Monkeys that received bunk vaccines became infected more quickly, ruling out any placebo effect.

"These findings indicate that these optimized vaccine antigens can afford partial protection in a stringent animal model," Barouch said.

He and his team found that the immune systems in vaccinated monkeys launched a robust antibody response, which attacked the virus through various defense channels. This suggested to researchers that multiple, coordinated responses may be necessary in order to combat thornier strains of the virus that are harder to neutralize. The monkeys also mounted cellular immune responses to multiple regions of the virus.

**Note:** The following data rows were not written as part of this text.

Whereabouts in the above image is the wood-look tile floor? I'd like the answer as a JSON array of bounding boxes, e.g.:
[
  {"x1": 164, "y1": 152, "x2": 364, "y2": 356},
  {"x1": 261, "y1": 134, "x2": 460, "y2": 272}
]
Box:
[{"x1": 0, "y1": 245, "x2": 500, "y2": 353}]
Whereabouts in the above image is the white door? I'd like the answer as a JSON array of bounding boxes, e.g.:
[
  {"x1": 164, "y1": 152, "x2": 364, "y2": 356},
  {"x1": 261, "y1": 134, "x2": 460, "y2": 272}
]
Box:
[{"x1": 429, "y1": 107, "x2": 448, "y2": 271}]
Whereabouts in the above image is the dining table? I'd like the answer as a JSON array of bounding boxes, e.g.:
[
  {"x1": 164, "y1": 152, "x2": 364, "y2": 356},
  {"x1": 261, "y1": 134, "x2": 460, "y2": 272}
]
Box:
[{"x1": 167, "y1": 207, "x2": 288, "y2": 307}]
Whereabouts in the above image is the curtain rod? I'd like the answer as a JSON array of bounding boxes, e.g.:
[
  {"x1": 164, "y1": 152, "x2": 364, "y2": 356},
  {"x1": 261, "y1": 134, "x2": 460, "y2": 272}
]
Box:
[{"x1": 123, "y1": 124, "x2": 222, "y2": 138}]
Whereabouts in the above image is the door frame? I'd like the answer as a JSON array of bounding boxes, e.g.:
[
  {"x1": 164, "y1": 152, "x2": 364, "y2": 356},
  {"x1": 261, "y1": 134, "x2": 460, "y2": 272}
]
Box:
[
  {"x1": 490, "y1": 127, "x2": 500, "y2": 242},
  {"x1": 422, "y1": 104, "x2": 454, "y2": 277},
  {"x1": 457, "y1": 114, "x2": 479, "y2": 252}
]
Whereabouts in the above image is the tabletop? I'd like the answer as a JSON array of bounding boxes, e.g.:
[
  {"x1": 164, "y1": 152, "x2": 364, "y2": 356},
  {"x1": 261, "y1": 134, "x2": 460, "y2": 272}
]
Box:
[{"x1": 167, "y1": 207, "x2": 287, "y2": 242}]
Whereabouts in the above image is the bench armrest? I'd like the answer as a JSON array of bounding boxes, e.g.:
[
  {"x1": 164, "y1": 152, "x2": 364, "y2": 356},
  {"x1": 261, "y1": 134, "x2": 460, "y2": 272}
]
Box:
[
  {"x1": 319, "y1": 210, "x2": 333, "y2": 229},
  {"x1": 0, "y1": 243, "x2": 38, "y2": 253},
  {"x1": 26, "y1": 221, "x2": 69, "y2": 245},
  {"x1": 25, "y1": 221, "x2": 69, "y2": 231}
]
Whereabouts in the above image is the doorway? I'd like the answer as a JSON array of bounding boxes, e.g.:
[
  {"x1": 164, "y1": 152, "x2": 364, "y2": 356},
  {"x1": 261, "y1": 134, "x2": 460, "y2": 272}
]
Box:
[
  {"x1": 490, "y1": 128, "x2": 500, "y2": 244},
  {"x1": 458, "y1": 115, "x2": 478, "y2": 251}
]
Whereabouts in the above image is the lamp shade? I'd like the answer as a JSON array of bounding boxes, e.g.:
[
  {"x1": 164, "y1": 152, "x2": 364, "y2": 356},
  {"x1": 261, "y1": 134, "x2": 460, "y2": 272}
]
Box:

Perhaps the most heartening finding of the study was the researchers’ goal in tackling the most virulent strains of HIV, ones that were up to 100 times more potent in the lab than what a human would reasonably contract through sexual contact. The team argued their research was the first to critically test these harder-to-neutralize versions, as previous work has tended to focus on less complex strains.

By the World Health Organization’s current measure, 35.3 million people are living with HIV around the world. Fortunately, progress is being made. Between 2001 and 2012, new HIV infection rates dropped 33 percent.

"These data suggest a path forward for the development of a global HIV vaccine and give us hope that such a vaccine might indeed be possible," said Barouch. "We are planning to advance this HIV vaccine candidate into clinical trials next year.”